The Khufu Valley Temple is a temple located near the Great Pyramid of Giza, Egypt. It is believed to have been built during the reign of the pharaoh Khufu, around 2550 BC, as part of the complex surrounding the Great Pyramid that included the Great Pyramid, Khufu Pyramid Temple, and Khufu Valley Temple. The temple was made of limestone and was situated on the east bank of the Nile River, on the same site of the Great Pyramid. The temple was relatively large, measuring around 105 meters long and 30 meters wide, and it was likely used for religious rituals and ceremonies in honor of the pharaoh Khufu.
The temple's entrance was on the east side, and it was decorated with reliefs depicting the pharaoh Khufu and various religious scenes. Inside the temple, there are several small rooms and chambers, including a small sanctuary where a statue of the pharaoh may have been placed. The temple also features a number of inscriptions and hieroglyphs, which provide valuable information about the history and significance of the pharaoh Khufu.

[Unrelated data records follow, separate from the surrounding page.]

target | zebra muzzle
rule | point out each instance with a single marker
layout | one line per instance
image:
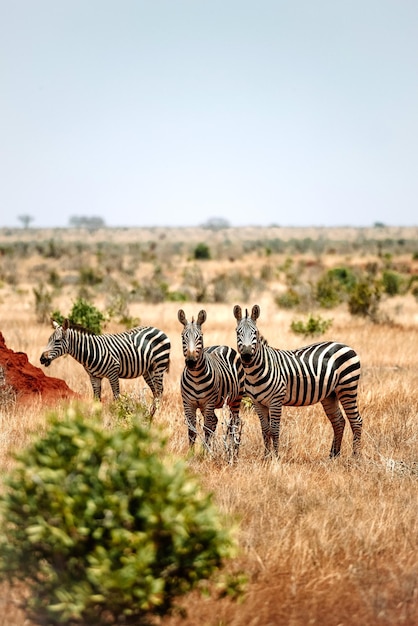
(246, 355)
(45, 360)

The temple was likely used for various religious rituals and ceremonies, many of which were associated with the god Horus and the pharaoh Khufu. The temple was used to provide offerings to the pharaoh and it was also used as a place of worship, where people would come to pray to the pharaoh and to the god Horus.
The temple was in the area of the modern day city of Giza that comes up to the Giza Plateau. In ancient times, it's likely that the banks of the Nile came up directly to the temple.